Radio Fulmini

Per installare RadioFulmini sul tuo sito clicca qui
_________________
Chi siamo
Login
Per gli Iscritti
Ricerca

Ricerca avanzata


Questo sito-rivista è la prosecuzione del blog-rivista fulmini, che in diciotto mesi ha capitalizzato 180.000 visite. Per conoscere il funzionamento di questo sito-rivista si può leggere il "Chi siamo" qui in alto.

RSS
(1) 2 3 4 ... 8 » (sfoglia)
eyes wide open : 'Il Negozio' sul grande schermo, a Roma
di fulmini , Thu 20 September 2018 4:00
English version   Version Française   Versión español   Deutsch version  


fotogramma


RACCONTI DAL VERO

con il sostegno di
SIAE

in collaborazione con
FUORINORMA

presenta
giovedì 27 settembre ore 21.00

Centro Aggregativo Apollo 11 c/o Itis Galilei ingresso laterale di via Bixio 80/a (angolo via Conte Verde) - Roma

IL NEGOZIO un film di Pasquale Misuraca
Italia, 2017, 78’

introduce
il critico e storico del cinema Adriano Aprà che al termine della proiezione ne discute con gli spettatori e il regista.

Scheda tecnica
Regia: Pasquale Misuraca. Soggetto e sceneggiatura: Pasquale Misuraca, Alexandra Zambà. Interpreti: Alessandro Isidori, Angelo Volpe, Daniele Canavacci, Domenico Pesce, Emerico Giachery, Francesca Ceccherini Silberstein, Franco Chiarini, Gabriele Parrillo, Giuliano Cabrini, Ida De Santis, Julia Schmid, Mara Misuraca, Massimiliano Andreozzi, Michele Traetta, Noemi Paolini, Nuccio Fava, Pasquale Misuraca , Valerio Pella, Vincenza Fava Fotografia e suono: Alessandro Isidori. Musica: Gustavo Savino. Montaggio: Alessandro Isidori, Nefeli Misuraca.
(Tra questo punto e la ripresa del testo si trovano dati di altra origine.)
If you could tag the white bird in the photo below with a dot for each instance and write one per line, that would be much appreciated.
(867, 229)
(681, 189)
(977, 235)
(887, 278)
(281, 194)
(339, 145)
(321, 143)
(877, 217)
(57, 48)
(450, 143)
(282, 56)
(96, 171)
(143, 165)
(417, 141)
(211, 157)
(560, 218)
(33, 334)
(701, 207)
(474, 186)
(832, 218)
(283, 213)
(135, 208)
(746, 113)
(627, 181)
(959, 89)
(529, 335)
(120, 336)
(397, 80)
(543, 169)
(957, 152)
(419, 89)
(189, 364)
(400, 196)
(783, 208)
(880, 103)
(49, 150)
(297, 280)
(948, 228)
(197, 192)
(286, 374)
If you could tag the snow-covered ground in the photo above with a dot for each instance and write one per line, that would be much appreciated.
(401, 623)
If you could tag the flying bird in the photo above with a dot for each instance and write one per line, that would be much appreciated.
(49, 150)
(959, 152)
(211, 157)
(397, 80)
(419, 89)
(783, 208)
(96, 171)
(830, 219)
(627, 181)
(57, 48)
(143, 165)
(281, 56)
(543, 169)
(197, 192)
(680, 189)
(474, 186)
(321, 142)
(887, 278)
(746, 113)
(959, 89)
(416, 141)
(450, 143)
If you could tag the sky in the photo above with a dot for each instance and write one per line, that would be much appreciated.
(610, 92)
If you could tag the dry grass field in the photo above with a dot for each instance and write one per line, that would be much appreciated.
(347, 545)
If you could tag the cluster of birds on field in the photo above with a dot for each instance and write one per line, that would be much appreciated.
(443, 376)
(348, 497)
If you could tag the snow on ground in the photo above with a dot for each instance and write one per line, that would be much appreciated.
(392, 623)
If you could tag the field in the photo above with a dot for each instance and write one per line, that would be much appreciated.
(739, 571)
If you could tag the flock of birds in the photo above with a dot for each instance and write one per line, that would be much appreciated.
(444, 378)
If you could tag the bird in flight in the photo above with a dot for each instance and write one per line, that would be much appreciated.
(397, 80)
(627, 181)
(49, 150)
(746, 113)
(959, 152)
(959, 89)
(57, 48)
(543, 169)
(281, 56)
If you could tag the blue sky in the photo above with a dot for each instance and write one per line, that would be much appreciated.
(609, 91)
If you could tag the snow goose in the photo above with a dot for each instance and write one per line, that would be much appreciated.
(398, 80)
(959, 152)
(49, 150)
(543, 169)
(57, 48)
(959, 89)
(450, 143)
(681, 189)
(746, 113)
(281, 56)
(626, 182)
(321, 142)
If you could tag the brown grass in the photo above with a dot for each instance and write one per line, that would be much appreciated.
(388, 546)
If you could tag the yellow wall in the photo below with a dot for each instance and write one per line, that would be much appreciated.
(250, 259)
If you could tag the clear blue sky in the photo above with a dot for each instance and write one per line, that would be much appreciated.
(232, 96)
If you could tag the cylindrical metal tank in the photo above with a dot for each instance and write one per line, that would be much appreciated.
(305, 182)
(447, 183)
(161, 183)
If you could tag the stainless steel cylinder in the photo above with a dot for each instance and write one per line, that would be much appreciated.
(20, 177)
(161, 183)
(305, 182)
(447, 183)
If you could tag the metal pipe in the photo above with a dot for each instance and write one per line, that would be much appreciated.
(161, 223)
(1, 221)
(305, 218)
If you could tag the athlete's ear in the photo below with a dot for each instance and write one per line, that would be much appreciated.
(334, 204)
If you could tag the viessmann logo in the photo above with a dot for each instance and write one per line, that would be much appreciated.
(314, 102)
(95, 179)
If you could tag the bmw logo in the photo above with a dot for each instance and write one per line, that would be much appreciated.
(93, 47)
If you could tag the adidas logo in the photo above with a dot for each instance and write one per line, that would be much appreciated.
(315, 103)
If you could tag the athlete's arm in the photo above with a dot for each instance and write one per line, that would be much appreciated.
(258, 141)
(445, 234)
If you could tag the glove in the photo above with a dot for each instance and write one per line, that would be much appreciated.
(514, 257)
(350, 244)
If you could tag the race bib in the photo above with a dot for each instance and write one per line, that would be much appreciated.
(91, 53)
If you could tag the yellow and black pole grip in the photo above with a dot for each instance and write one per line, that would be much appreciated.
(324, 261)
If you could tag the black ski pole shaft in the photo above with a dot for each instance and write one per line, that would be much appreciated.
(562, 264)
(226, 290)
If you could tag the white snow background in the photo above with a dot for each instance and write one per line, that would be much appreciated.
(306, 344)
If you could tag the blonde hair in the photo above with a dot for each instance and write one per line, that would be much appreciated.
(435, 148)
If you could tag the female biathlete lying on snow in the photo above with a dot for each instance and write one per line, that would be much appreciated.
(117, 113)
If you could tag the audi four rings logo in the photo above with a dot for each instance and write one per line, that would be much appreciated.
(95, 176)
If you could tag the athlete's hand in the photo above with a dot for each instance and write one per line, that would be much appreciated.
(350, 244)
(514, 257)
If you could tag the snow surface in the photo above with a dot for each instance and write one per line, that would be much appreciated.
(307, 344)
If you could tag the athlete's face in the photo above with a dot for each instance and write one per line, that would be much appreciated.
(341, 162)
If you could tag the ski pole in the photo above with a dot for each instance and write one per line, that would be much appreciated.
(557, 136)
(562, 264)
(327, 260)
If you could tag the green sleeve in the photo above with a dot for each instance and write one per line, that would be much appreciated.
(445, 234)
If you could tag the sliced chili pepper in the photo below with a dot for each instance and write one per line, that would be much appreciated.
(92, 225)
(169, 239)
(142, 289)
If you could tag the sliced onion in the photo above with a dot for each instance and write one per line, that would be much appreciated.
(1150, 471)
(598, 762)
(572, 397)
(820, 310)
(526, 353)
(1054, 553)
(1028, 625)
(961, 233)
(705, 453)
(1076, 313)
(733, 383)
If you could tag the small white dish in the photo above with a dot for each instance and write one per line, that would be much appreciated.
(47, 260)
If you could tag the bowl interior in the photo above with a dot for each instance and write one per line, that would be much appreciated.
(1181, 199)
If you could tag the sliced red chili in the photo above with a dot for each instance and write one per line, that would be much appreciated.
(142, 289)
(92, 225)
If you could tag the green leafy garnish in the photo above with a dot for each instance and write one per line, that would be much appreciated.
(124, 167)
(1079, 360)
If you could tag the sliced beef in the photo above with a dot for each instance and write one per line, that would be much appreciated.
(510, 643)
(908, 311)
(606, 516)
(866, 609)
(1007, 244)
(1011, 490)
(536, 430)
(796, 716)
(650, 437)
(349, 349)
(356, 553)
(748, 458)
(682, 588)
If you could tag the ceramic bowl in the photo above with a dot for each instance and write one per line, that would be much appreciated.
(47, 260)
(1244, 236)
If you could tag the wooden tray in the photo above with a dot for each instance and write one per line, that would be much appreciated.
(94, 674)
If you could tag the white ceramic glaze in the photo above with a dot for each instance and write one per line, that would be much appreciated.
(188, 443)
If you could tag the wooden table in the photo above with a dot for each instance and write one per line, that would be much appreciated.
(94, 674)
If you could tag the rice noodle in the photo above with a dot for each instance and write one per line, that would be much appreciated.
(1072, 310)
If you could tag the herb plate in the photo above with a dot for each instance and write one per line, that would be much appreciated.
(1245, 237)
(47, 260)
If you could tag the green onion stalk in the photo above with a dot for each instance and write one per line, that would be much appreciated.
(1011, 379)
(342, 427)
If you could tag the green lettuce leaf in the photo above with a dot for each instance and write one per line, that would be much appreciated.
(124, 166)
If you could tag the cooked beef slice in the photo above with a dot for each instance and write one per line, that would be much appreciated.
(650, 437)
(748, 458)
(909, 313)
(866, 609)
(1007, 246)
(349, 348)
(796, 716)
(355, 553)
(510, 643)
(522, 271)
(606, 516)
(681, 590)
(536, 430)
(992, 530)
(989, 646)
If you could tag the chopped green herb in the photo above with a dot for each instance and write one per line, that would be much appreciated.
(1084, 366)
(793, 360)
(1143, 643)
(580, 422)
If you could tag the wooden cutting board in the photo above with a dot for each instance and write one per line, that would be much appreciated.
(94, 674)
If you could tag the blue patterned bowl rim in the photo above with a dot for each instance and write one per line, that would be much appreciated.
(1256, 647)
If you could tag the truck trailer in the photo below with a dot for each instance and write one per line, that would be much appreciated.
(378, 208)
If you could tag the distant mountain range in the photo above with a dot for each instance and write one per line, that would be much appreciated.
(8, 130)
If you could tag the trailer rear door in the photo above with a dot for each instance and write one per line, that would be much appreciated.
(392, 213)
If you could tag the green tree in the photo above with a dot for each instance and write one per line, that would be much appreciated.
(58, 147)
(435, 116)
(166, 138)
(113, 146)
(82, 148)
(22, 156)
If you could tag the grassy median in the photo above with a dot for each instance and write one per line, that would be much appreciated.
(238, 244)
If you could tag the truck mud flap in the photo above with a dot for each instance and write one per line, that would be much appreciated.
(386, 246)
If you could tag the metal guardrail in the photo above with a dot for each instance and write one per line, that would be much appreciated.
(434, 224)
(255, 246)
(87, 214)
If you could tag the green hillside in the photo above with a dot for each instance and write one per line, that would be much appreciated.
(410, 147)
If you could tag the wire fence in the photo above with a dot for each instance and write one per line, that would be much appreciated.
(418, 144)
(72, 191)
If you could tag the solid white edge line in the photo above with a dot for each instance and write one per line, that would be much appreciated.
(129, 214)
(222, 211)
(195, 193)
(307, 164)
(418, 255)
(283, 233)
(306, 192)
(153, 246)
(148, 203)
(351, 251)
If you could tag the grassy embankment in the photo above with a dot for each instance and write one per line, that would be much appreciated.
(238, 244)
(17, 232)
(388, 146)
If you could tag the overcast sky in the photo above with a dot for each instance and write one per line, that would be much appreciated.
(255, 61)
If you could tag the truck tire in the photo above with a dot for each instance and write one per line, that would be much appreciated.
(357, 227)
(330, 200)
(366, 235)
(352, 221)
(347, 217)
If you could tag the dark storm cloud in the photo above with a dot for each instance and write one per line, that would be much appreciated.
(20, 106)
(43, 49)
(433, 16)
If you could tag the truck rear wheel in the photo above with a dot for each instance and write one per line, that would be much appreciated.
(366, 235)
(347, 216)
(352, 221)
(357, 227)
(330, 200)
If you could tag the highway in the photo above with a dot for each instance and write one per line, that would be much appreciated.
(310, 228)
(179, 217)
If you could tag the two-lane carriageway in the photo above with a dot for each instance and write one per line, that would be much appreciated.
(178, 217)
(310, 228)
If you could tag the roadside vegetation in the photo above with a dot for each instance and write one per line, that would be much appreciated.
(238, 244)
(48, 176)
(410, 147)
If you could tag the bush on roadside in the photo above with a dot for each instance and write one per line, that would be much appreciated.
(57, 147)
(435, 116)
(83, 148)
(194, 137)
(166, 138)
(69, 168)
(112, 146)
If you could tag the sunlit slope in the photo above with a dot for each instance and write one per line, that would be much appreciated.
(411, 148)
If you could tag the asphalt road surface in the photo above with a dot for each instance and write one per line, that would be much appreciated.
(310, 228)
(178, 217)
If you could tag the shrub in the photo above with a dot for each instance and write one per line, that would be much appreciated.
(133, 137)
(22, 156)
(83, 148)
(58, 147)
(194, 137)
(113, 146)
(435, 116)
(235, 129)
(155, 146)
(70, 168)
Produzione: Alexandra Zambà per LaVitaNuovaFilm

Ingresso con tessera associativa Apollo 11
(sottoscrivibile in loco)
Vale a dire: arrivate qualche minuto prima dell'inizio della proiezione, per avere il tempo di fare la tessera.

Invitate i vostri amici, italiani e non italiani: il film è sottotitolato in lingua inglese.

Ecco, come materiale informativo, la più recente recensione suscitata dal film:

Il Negozio è un’opera inclassificabile, destinata a suscitare stupore e meraviglia nei suoi spettatori lasciandoli in forte dubbio sul grado di “verità” insito nelle numerose sequenze che si susseguono quasi fossero altrettanti capitoletti all’apparenza intercambiabili perché privi di una loro evidente progressione narrativa. È il regista in persona, Pasquale Misuraca, che nella seconda inquadratura si rivolge al pubblico proponendo una spiegazione utile per comprendere lo statuto delle immagini del suo film. Si tratta di un “gruzzoletto di scene documentarie oggettive”, frutto della registrazione effettuata da alcune videocamere di sorveglianza installate nel negozio di ottica gestito da un suo amico, Daniele, che abbiamo scorto nell’inquadratura iniziale.

Nel frattempo, Daniele è morto in un incidente e il regista, che ha ereditato le riprese dalla moglie, ha deciso di ricavarne un film, memore delle parole rivoltegli dall’amico (“Chissà che non ti venga voglia di montare tutta questa roba”). Sembrerebbe non esservi alcun valido motivo per dubitare delle sue parole. Tanto più che la terza inquadratura, una soggettiva notturna di Misuraca che scaturisce da una sua breve passeggiata in via Merulana a Roma, permette di localizzare con estrema precisione il negozio romano in questione fino al punto di riconoscerne l’insegna, ed è sufficiente compiere una ricerca molto superficiale su internet per accorgersi che questo esiste realmente e che il suo titolare si chiama davvero Daniele. Ma al contempo la terza inquadratura sortisce un effetto spiazzante poiché materializza il punto di vista soggettivo del regista che appare ondivago e sembra preannunciare l’impianto complessivo del film, sospeso a metà strada tra la documentazione e la messa in scena di alcuni aspetti della realtà.

Il Negozio presenta una serie di microeventi che, scanditi di solito da dissolvenze in chiusura, si succedono all’interno dell’ottica in un’ideale continuità. Più che di eventi sarebbe il caso di parlare di incontri tra individui (Daniele, i suoi amici, i clienti), oscillanti tra una dimensione cronachistico-aneddotica e la prospettiva universale suscitata da riflessioni che sono tali e tante da colmare un ampio spettro dell’esperienza umana: l’amore e la seduzione, la morte, la crisi della civiltà, i ricordi dolorosi della guerra, la fiducia nel prossimo, la sete di vendetta e l’opportunità del perdono.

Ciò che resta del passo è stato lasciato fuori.